Yaya Ceravieja volvió a encogerse.

—Yo podría detenerlo —dijo Magrat.

—Y te habrías ganado una enemiga para toda la vida.

—Pensaba que Yaya era mi enemiga de por vida.

—Si piensas eso, muchacha, es que no has entendido nada —dijo Tata—. Un día descubrirás que Yaya Ceravieja es la mejor amiga que has tenido jamás.

—¡Pero tenemos que hacer algo! ¿No se te ocurre nada?

Tata Ogg contempló el círculo con expresión pensativa. Un hilillo de humo brotaba ocasionalmente de su pipa.

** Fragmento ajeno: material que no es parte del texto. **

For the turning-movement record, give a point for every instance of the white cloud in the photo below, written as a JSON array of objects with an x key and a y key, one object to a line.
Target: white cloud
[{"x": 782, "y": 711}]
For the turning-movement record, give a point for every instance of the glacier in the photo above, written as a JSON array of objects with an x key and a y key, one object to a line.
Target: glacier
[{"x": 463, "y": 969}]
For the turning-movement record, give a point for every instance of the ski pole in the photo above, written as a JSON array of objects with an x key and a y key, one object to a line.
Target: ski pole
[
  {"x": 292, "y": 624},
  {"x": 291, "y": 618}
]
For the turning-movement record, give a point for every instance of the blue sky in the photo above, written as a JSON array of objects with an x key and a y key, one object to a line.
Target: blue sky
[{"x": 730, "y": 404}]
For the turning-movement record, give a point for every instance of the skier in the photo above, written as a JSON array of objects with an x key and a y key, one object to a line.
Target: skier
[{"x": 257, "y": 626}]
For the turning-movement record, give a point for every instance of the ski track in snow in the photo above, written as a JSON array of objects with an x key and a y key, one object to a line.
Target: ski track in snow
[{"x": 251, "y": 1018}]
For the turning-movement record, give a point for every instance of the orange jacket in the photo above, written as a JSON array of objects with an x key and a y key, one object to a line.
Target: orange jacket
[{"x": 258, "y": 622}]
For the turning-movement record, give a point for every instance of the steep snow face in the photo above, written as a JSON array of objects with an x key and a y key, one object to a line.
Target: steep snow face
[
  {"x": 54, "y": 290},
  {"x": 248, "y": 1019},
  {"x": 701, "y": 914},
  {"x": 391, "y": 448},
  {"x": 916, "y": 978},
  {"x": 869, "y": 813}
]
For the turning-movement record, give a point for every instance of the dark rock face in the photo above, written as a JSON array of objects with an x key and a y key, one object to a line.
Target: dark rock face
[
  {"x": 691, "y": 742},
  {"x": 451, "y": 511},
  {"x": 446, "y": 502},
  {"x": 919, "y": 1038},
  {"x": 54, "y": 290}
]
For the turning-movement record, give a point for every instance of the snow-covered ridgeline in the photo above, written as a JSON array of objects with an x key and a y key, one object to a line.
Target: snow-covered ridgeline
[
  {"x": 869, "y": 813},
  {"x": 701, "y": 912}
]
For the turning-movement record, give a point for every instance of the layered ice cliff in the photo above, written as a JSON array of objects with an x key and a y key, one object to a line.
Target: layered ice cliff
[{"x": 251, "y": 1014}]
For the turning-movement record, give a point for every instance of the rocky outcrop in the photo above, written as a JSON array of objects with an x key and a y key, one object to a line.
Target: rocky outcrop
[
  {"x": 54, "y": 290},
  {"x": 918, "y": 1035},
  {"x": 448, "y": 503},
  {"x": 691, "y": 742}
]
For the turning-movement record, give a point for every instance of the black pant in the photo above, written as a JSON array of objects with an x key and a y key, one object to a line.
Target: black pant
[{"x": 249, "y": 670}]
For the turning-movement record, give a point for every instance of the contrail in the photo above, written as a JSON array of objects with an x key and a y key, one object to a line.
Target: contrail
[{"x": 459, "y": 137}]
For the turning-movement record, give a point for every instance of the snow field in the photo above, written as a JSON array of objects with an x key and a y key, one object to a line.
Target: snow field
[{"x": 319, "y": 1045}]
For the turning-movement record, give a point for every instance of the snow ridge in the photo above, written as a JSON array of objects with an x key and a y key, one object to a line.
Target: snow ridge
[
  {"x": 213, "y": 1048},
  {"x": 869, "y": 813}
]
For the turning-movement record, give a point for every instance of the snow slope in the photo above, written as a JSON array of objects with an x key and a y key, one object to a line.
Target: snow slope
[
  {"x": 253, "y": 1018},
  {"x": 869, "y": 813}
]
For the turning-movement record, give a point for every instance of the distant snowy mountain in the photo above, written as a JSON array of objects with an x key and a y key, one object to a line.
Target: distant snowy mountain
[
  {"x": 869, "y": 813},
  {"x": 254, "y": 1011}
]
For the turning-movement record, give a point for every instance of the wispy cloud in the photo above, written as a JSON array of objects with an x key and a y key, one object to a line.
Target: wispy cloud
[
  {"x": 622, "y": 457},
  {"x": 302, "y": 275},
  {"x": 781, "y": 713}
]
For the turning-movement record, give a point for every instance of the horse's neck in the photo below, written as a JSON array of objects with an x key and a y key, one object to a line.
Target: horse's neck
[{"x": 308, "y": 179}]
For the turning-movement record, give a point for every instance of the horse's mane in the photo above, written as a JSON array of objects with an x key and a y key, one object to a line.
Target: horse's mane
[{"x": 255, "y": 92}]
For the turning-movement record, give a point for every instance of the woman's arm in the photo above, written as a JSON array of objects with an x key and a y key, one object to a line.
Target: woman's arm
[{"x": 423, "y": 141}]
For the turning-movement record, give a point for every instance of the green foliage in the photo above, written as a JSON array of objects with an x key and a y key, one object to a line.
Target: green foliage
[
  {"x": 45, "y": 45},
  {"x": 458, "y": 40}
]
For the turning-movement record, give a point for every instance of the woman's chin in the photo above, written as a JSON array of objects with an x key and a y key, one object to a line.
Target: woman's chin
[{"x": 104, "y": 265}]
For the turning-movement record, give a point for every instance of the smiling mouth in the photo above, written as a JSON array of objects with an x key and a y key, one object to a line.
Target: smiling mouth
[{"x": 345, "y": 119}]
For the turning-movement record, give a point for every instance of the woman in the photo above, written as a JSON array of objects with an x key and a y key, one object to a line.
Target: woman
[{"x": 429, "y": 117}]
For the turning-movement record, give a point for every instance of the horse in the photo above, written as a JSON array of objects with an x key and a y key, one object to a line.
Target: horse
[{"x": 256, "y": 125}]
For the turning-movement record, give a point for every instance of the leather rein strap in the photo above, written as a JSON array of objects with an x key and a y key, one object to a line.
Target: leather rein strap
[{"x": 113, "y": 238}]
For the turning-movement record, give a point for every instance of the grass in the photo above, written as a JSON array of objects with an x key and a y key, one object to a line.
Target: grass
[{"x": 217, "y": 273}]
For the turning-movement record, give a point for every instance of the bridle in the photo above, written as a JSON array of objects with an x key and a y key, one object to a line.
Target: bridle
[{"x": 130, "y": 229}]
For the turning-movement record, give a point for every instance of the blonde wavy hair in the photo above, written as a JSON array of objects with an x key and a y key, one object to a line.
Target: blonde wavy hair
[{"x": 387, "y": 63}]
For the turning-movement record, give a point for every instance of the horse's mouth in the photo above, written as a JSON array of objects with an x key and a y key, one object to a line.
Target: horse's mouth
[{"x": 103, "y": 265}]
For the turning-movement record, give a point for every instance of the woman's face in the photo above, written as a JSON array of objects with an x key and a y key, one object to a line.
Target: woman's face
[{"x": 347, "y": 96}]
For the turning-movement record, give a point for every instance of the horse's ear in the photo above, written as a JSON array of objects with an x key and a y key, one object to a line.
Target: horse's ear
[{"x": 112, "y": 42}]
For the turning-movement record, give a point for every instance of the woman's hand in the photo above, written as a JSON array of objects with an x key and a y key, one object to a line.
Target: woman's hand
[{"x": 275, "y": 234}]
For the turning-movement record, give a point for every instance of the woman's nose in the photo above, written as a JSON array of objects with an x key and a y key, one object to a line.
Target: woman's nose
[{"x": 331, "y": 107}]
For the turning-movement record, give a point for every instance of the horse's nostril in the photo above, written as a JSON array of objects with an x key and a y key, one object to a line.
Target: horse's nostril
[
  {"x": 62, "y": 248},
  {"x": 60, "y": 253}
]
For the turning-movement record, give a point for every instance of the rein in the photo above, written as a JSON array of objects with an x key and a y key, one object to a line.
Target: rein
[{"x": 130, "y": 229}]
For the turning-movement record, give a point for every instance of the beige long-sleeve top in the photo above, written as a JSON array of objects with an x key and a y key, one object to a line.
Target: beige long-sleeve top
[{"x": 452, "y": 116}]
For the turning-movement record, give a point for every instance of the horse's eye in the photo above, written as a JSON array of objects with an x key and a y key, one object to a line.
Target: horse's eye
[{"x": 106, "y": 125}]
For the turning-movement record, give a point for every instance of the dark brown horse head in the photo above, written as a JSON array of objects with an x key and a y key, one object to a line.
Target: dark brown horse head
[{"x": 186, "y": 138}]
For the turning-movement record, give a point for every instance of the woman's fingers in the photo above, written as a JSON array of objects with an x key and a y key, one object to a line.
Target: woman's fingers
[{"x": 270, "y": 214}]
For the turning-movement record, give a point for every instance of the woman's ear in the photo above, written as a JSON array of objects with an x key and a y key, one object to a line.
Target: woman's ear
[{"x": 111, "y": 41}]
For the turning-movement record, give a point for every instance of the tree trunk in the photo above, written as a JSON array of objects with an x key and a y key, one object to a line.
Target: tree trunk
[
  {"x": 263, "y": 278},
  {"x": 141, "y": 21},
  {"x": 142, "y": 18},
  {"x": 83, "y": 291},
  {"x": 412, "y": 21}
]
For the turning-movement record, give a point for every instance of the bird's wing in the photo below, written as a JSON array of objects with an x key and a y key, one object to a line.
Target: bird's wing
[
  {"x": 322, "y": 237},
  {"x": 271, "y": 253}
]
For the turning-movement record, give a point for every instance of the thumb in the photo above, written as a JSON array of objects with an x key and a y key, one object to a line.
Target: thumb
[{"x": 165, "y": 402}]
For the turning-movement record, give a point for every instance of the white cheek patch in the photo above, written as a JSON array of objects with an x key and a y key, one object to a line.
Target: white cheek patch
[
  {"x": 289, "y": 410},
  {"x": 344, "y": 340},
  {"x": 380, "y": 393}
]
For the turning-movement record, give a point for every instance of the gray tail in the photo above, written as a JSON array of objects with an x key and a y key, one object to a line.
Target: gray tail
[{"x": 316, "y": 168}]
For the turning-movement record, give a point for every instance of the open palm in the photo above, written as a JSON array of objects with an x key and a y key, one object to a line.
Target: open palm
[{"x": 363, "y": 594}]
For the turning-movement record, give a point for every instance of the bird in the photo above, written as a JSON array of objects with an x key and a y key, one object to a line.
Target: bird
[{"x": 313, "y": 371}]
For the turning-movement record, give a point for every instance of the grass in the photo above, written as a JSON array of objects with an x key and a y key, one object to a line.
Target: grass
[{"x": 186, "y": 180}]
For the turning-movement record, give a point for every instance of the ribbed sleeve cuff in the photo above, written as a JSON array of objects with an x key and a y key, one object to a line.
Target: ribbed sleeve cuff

Mucho tiempo después, el libro de Silbato para Pájaros Leyendas y Antigüedades de las Montañas del Carnero describiría el duelo mágico de la siguiente manera:

Estando el duelo avanzado de noventa minutos, de pronto un niñito cruzó corriendo la plaza y entró en el círculo mágico, y nada más entrar cayó al suelo con un terrible grito y un destello asimismo. La bruja vieja volvió la cabeza, se levantó de su silla, cogió en brazos al niño y se lo llevó a su abuela, y luego volvió a su asiento, en tanto que la bruja joven nunca apartó los ojos del sol. Pero las otras brujas jóvenes detuvieron el duelo afirmando: Mirad, Diamanda ha ganado, la razón de ello siendo que Ceravieja había desviado la mirada. Después de lo cual la abuela del niño dijo, en voz muy alta: ¿Ah, sí? Venga, Tocadme Las Narices. Lo que se está dirimiendo aquí no es quién tiene más poder, jovencitas estúpidas, sino quién sabe más de brujería, ¿y alguna de vosotras tiene la más ligera idea de lo que significa ser una bruja? ¿Es una bruja alguien que vuelve la cabeza cuando oye gritar a un niño? Y todos los lugareños dijeron: ¡Sí!